Ven, dulce huésped del alma,
descanso de nuestro esfuerzo,
tregua en el duro trabajo,
brisa en las horas de fuego,
gozo que enjuga las lágrimas
y reconforta en los duelos.

Entra hasta el fondo del alma,
divina luz, y enriquécenos.
Mira el vacío del hombre,
si tú le faltas por dentro;
mira el poder del pecado,
cuando no envías tu aliento.

Riega la tierra en sequía,
sana el corazón enfermo,
lava las manchas, infunde
calor de vida en el hielo,
doma el espíritu indómito,
guía al que tuerce el sendero.

Reparte tus siete dones,
según la fe de tus siervos;
por tu bondad y gracia,
dale al esfuerzo su mérito;
salva al que busca salvarse
y danos tu gozo eterno. Amén.

Os invito a recitarla despacio, saboreando cada palabra, dejándoos llevar por las imágenes que evocan. Cuando recordamos las situaciones de oscuridad, tristeza, esfuerzo, trabajo, desconsuelo, sequía, enfermedad, vacío, rigidez, dolor, suciedad, desorientación, pecado… por las que hemos pasado en las diferentes etapas de nuestra vida, comprendemos mejor las palabras que describen la acción del Espíritu en nosotros. 
  • Hay una serie de sustantivos contundentes. Él es don, padre, luz, fuente, huésped, descanso, tregua, brisa, gozo, aliento, bondad, gracia. 
  • Y hay también una procesión de verbos liberadores que tienen por sujeto al mismo Espíritu: enjugar, reconfortar, entrar, enriquecer, mirar, enviar, regar, sanar, lavar, infundir, domar, guiar, repartir, dar, salvar. 
Son los sustantivos y verbos que necesitamos para corregir la gramática errada de nuestra vida. Ayer leí la hermosa experiencia de alguien que narraba su retorno a Silos como un símbolo de su búsqueda constante, apasionada, del sentido de la vida. Hoy evocamos nuestra propia experiencia de búsqueda y expectación.

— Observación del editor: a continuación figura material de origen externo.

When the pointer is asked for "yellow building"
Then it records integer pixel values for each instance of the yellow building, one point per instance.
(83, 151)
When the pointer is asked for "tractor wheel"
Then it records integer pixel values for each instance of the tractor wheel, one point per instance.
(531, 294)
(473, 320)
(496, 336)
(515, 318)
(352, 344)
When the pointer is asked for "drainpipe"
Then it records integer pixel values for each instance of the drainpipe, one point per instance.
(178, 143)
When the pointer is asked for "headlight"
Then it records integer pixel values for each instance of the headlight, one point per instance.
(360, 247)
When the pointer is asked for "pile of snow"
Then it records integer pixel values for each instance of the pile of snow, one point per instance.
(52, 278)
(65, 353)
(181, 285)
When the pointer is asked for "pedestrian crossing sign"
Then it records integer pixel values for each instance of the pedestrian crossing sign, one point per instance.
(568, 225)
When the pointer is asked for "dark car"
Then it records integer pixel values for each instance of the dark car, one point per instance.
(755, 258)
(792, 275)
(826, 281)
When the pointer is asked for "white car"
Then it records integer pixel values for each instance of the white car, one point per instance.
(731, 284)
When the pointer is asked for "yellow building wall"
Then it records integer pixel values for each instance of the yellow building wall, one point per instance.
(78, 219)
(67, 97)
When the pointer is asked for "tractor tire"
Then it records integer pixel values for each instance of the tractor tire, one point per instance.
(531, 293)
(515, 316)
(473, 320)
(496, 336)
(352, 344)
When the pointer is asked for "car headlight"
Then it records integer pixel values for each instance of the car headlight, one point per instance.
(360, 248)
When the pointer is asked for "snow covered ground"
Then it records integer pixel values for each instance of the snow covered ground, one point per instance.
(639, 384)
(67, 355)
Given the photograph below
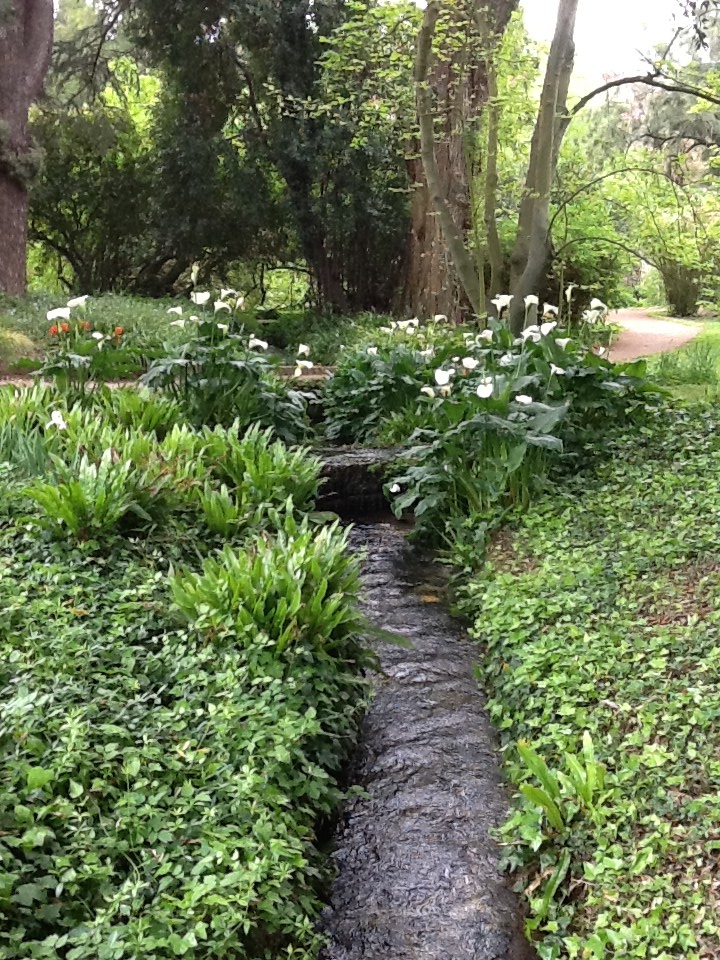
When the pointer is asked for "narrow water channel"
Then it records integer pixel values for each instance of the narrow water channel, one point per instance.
(418, 875)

Pentecostés representa la esperanza de todos aquellos que vivimos “con las puertas cerradas, por miedo a los judíos” (Jn 20,20). Pienso en los que hace muchos años que, por diversas razones, se han alejado de la Iglesia y sienten dentro un profundo deseo de volver a casa. Pienso en los que viven experiencias de depresión, de noche oscura, en las que parece que nada se sostiene en pie. Pienso en mis amigos que están sin trabajo y han perdido la alegría de vivir; en los que se declaran ateos pero se siguen preguntando si “hay alguien ahí”; en quienes dedican ávidamente su tiempo a ganar dinero y divertirse pero luego sienten una tristeza pegajosa; en las parejas que atraviesan el desierto de un amor ajado; en los adolescentes que se calan los auriculares para huir de un mundo que no les gusta; en los adictos al sexo y a las drogas que no saben cómo liberarse de esta esclavitud; en los infinitos internautas que buscan en el ciberespacio una dimensión perdida que no acaba nunca de aparecer… Sobre todos ellos, sobre todos nosotros, desciende este Espíritu que lava, ilumina y sana.